Defect engineering is a promising approach for tailoring the physicochemical properties, such as stability, pore structure, and surface area, of metal–organic frameworks (MOFs). In this study, some defective Zr-based biphenyl dicarboxylate (UiO-67 (Zr)) MOFs were prepared via fast modulated synthesis under microwave-assisted continuous flow by using HCOOH, CH₃COOH, CH₃CH₂COOH, and C₆H₅COOH as modulators. A surface-modified UiO-67(Zr) framework with high porosity and crystallinity could be rapidly produced in a few minutes due to the incomplete exchange between the bridging ligand and the modulator. The defect concentration in the products was tuned by controlling both the modulator species and concentrations utilized. The adsorption ability toward toluene of the prepared UiO-67(Zr) MOFs was found to be related to their structural defects; the defective UiO-67(Zr) MOF synthesized with HCOOH as the modulator exhibited the highest toluene adsorption capacity (467 mg g⁻¹), surpassing also most of the previously reported adsorbent materials, such as zeolites, activated carbon, Zr-based dicarboxybenzene (UiO-66(Zr)), H₂N-UiO-66(Zr), zeolitic imidazolates, and copper benzenetricarboxylate. Moreover, the experimental dynamic adsorption data were mathematically modeled to predict the adsorption behaviors of defective UiO-67(Zr) MOFs.
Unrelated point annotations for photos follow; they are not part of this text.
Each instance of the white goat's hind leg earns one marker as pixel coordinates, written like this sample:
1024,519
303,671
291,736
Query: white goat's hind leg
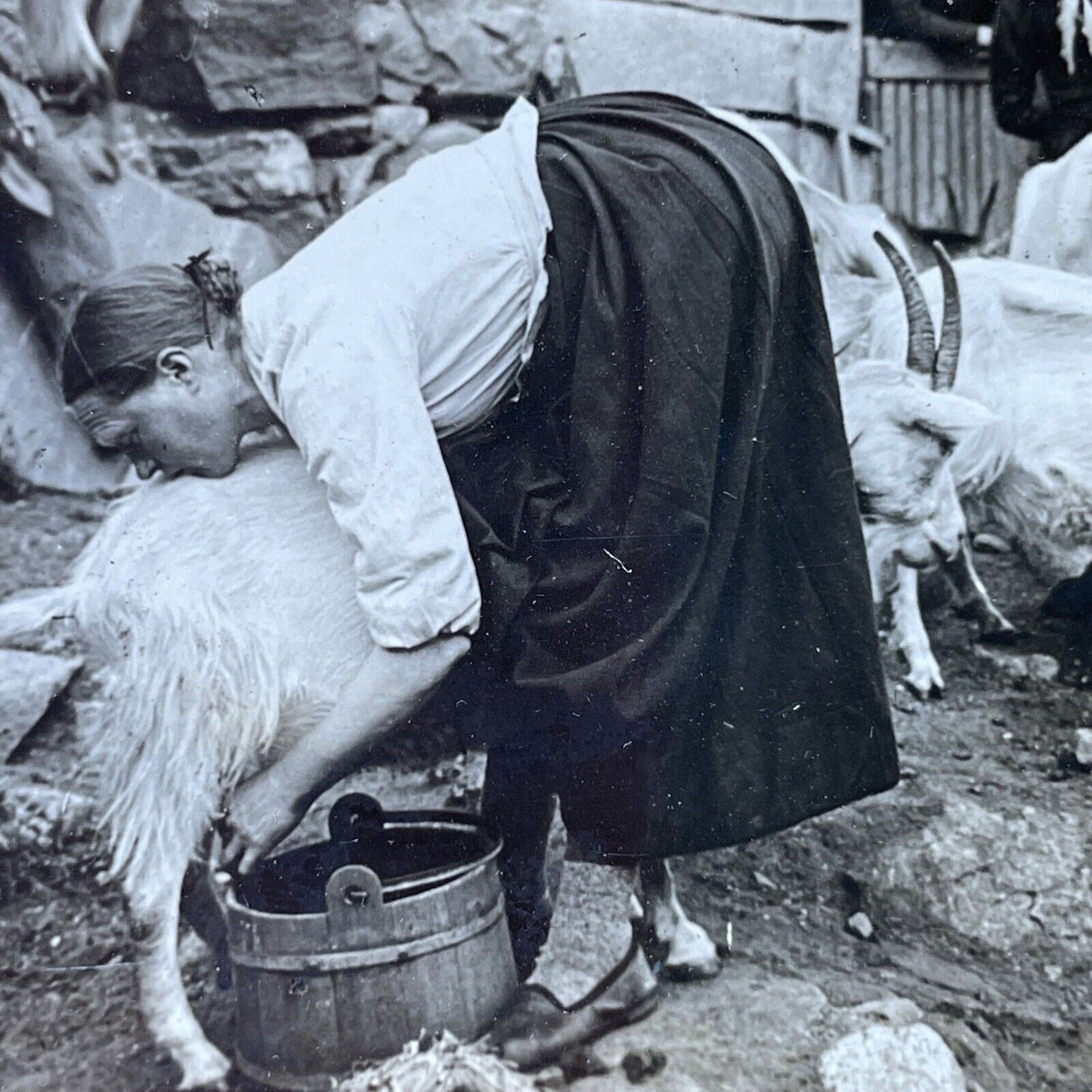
924,676
114,24
690,950
163,1001
972,600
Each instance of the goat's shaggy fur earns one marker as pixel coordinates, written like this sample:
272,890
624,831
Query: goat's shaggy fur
1027,356
1053,220
203,664
224,620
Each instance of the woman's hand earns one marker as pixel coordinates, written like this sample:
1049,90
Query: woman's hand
385,690
261,812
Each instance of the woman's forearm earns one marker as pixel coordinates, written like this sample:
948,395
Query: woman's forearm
387,689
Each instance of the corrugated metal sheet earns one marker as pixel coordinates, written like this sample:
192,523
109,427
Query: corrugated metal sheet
944,155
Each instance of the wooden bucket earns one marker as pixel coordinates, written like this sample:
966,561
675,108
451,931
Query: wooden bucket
382,951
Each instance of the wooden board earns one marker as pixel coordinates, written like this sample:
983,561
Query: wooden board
816,155
886,59
721,59
846,12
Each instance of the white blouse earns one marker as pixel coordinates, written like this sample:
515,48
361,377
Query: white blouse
404,321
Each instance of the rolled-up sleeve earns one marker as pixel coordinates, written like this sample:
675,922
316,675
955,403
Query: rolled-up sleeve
351,398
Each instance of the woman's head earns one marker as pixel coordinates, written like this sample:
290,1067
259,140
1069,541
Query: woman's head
151,370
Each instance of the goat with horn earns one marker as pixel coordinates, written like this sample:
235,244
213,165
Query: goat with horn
902,435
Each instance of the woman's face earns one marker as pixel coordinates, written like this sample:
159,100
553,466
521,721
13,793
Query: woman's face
184,421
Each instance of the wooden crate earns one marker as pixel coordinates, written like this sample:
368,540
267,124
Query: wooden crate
944,153
722,53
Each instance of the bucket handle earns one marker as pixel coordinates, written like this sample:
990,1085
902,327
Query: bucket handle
353,893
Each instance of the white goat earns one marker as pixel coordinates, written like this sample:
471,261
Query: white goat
1028,357
1053,221
66,48
902,437
225,620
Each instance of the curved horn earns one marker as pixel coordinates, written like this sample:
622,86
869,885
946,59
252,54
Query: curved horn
920,340
951,326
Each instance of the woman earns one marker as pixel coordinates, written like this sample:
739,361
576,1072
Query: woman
603,330
1041,73
949,25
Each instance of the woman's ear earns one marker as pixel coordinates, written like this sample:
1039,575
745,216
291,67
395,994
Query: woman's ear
175,363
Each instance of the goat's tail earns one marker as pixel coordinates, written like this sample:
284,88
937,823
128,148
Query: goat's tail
25,613
189,707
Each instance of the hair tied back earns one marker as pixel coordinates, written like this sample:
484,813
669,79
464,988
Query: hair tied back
218,284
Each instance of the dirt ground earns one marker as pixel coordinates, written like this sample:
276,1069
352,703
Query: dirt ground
974,873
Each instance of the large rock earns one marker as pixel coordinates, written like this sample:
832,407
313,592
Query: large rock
29,682
114,224
250,54
896,1060
232,171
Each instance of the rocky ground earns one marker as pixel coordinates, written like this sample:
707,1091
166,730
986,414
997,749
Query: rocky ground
974,877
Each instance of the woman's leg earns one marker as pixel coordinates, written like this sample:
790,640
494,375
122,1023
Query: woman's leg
518,803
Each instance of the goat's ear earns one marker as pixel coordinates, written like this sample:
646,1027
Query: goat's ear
946,416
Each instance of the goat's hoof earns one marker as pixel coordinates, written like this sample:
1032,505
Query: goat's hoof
691,956
691,970
204,1068
925,685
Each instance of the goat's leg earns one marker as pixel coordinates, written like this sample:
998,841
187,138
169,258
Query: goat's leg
114,24
163,1001
924,676
203,908
63,43
972,600
687,950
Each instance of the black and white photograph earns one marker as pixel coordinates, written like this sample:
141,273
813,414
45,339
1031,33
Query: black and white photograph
546,544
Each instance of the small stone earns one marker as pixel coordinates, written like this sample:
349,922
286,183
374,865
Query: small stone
400,124
1037,667
988,543
896,1060
1084,748
641,1065
861,926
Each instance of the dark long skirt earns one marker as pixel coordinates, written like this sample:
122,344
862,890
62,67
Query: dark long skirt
679,633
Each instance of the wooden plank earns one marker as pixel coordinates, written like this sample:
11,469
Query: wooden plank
719,59
924,211
938,127
905,151
886,59
846,12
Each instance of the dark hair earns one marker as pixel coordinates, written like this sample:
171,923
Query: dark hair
129,317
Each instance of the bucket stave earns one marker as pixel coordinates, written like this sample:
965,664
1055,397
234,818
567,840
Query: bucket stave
388,959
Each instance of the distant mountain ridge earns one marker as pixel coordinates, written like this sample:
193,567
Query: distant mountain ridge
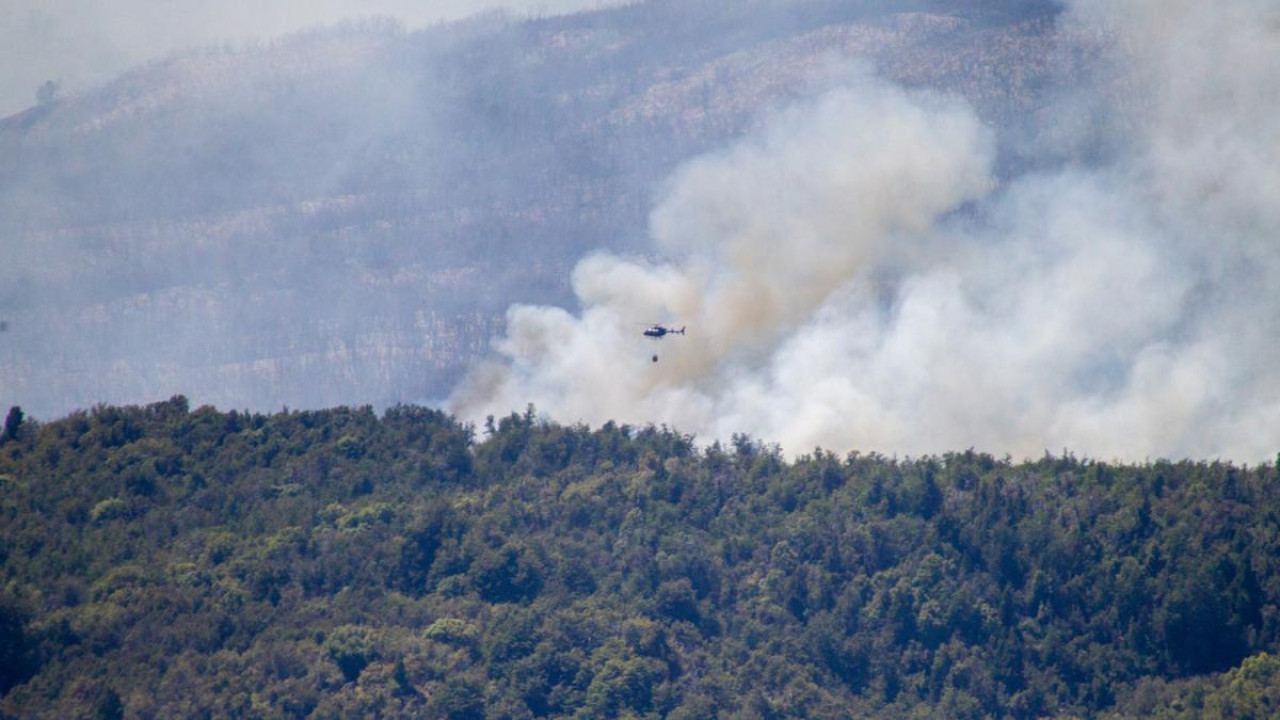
343,215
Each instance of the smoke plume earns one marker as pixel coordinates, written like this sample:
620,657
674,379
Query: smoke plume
853,276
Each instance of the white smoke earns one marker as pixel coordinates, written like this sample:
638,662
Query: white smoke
851,277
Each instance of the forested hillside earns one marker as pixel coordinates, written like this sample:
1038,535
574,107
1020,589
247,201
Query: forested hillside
161,561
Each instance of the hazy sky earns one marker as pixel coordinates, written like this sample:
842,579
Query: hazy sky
83,42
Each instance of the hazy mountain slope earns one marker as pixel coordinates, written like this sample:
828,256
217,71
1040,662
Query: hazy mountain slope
343,215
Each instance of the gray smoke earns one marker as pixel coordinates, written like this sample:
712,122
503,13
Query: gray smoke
853,277
83,42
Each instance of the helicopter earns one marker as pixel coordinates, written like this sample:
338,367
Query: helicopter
658,332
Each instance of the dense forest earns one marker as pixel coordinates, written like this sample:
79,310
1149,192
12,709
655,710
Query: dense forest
161,561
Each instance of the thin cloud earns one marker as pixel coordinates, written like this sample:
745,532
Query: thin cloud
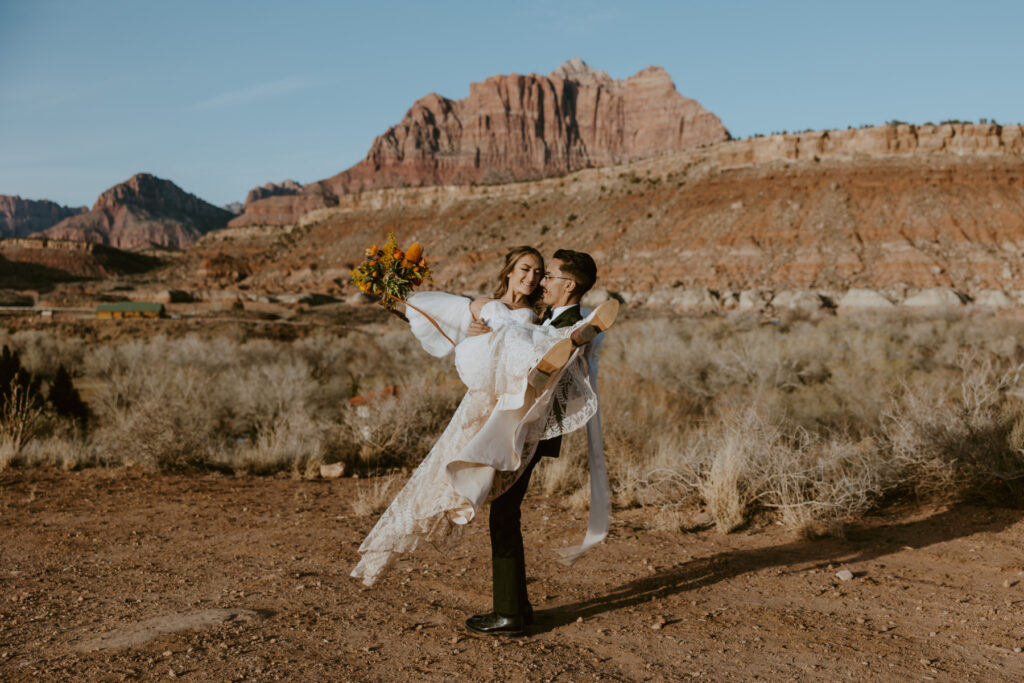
256,92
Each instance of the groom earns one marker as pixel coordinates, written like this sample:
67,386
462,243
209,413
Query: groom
569,275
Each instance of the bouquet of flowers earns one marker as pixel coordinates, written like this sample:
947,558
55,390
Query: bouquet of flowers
392,273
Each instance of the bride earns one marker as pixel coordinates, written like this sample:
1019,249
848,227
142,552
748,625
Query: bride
512,375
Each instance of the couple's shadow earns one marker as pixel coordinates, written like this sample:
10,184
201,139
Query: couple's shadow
862,544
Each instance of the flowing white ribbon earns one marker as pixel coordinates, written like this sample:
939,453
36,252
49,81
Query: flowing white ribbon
600,503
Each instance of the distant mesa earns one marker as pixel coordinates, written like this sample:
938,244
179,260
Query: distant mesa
35,262
272,189
19,217
143,212
513,128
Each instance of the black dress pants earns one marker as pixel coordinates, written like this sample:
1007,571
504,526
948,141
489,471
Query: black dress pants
508,562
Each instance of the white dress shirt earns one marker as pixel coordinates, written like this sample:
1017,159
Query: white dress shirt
555,312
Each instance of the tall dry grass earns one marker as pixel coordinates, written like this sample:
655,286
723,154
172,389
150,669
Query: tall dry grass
813,422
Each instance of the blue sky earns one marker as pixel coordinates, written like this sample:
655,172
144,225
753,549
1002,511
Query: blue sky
221,96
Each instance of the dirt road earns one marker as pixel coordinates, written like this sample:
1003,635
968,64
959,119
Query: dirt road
114,574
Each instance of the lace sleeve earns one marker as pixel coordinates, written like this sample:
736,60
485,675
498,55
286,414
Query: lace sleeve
449,310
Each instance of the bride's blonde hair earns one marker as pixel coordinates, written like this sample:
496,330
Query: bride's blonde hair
503,278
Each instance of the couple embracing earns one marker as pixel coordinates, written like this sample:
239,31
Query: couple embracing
530,378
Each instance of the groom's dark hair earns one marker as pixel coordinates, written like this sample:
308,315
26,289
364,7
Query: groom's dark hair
580,267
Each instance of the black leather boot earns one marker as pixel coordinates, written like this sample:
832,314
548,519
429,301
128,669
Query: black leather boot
494,624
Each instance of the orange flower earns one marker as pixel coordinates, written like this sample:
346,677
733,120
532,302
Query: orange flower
414,252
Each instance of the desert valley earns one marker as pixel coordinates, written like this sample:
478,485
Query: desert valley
813,403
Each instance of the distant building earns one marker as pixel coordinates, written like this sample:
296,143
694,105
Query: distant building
130,309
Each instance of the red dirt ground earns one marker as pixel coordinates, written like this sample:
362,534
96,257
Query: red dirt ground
117,574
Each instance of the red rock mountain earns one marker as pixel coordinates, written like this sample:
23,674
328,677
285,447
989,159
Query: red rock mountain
143,212
272,189
19,217
890,207
515,128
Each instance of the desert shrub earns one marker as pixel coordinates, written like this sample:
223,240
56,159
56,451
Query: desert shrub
397,431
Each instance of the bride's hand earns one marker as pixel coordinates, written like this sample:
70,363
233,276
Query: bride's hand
477,328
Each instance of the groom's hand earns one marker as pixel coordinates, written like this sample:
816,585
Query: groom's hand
477,328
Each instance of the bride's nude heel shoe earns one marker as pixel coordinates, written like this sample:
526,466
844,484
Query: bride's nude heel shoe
551,363
602,318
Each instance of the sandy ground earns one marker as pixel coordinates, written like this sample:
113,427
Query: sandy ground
114,574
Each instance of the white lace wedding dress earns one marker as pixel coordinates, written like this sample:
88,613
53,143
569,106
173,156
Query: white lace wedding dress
493,434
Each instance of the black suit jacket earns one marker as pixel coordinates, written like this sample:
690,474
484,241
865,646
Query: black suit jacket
551,447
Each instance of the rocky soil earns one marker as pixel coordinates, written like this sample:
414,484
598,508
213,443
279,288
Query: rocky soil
115,574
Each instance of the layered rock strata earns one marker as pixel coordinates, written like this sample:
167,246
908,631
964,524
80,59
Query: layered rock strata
19,217
515,128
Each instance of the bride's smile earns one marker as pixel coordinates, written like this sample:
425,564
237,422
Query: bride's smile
525,275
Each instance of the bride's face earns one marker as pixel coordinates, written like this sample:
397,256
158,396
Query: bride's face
525,274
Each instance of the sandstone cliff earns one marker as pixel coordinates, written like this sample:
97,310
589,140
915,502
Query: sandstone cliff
272,189
19,217
141,213
890,207
515,128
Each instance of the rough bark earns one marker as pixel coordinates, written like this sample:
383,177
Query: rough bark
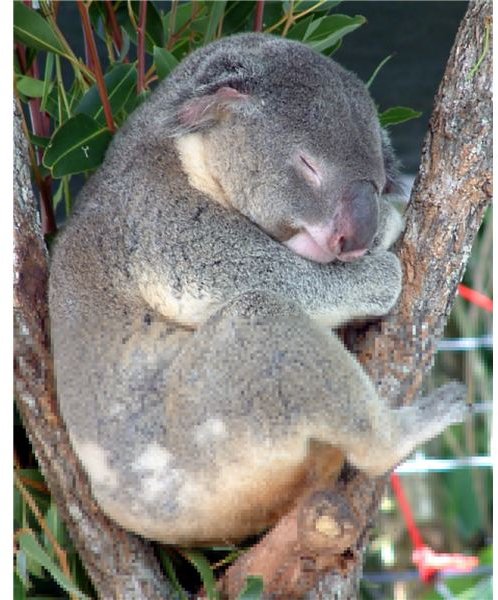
448,201
120,565
327,531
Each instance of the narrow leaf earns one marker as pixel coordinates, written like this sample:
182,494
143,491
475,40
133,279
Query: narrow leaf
165,62
47,80
377,70
397,114
30,87
32,29
120,83
77,146
331,30
154,32
299,31
203,567
39,141
253,589
19,588
33,550
170,570
215,15
307,4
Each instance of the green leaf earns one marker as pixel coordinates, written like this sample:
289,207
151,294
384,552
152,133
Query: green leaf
215,16
154,32
120,83
47,80
32,29
33,550
253,589
397,114
38,140
165,62
30,87
306,4
19,588
170,570
239,16
377,69
331,30
77,146
298,31
182,16
56,526
203,567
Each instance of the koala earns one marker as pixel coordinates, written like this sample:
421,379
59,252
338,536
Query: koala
239,217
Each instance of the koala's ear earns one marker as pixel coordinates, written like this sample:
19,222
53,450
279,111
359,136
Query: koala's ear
203,110
391,167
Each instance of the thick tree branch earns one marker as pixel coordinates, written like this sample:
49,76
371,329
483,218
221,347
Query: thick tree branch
120,565
452,191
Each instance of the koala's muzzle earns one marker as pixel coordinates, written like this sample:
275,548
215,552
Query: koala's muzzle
356,222
348,234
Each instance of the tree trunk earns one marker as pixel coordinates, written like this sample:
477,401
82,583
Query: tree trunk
447,205
320,544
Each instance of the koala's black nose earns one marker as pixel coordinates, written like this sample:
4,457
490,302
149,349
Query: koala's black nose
357,221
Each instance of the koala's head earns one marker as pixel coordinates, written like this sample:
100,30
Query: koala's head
288,138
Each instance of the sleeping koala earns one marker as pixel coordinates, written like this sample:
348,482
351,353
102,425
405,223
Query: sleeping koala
237,218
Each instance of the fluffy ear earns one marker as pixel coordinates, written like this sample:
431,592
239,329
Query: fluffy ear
391,166
204,110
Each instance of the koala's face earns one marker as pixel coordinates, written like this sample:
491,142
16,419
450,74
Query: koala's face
296,148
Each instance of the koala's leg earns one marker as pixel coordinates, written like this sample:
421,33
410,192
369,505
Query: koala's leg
260,399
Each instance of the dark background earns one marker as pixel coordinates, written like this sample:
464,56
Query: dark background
420,34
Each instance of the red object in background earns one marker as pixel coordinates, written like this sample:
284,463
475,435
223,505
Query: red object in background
475,297
428,562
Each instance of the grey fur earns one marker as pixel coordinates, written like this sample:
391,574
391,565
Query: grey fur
193,352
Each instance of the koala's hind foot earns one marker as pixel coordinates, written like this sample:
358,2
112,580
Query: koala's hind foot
432,414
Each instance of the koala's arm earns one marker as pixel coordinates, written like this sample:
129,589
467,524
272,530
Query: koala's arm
391,224
187,273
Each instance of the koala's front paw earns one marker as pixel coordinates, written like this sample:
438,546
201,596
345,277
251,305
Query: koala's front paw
382,285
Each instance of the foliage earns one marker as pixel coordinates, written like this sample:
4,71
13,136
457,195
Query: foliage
72,109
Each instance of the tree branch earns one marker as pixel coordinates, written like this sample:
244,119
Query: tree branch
451,192
120,565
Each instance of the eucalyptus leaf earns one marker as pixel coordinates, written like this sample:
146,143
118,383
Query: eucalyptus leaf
30,87
29,545
331,30
182,15
32,29
19,588
398,114
377,70
170,570
239,16
47,79
165,62
120,83
154,30
300,29
253,589
307,4
203,567
78,145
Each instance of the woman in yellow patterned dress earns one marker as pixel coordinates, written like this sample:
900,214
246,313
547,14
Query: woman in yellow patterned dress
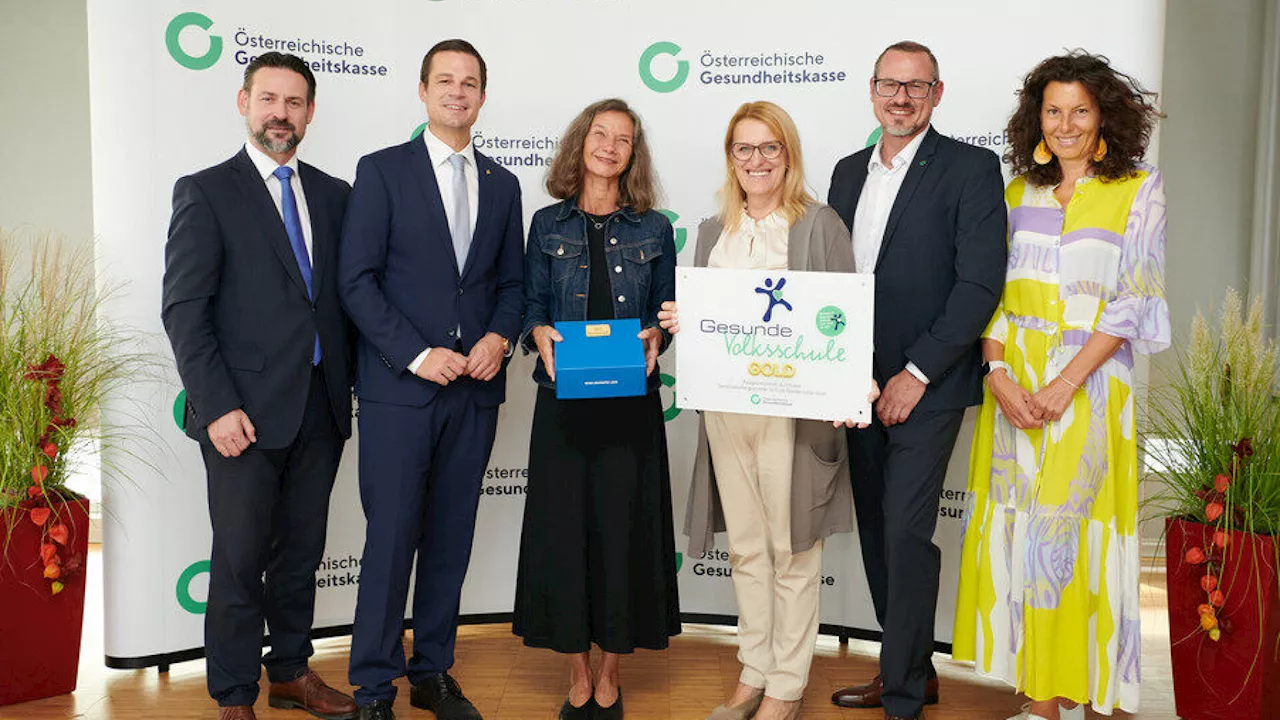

缺陷工程是一种有前途的方法，可用于调整金属-有机骨架（MOF）的物理化学性质，例如稳定性，孔结构和表面积。在这项研究中，使用HCOOH，CH ₃ COOH，CH ₃ CH ₂ COOH和C ₆ H通过微波辅助连续流动下的快速调制合成，制备了一些有缺陷的Zr基联苯二甲酸二甲酯（UiO-67（Zr））MOF。₅COOH作为调节剂。由于桥接配体和调节剂之间的不完全交换，可以在几分钟内迅速生产出具有高孔隙率和结晶度的表面改性UiO-67（Zr）骨架。通过控制调节剂种类和所用浓度来调节产品中的缺陷浓度。发现制备的UiO-67（Zr）MOFs对甲苯的吸附能力与其结构缺陷有关。以HCOOH为调节剂合成的有缺陷的UiO-67（Zr）MOF表现出最高的甲苯吸附能力（467 mg g ^-1），也超过了大多数先前报道的吸附材料，例如沸石，活性炭，Zr基二羧基苯（UiO-66（Zr）），H ₂N-UiO-66（Zr），沸石咪唑盐和苯三羧酸铜。此外，对实验动态吸附数据进行数学建模以预测有缺陷的UiO-67（Zr）MOF的吸附行为。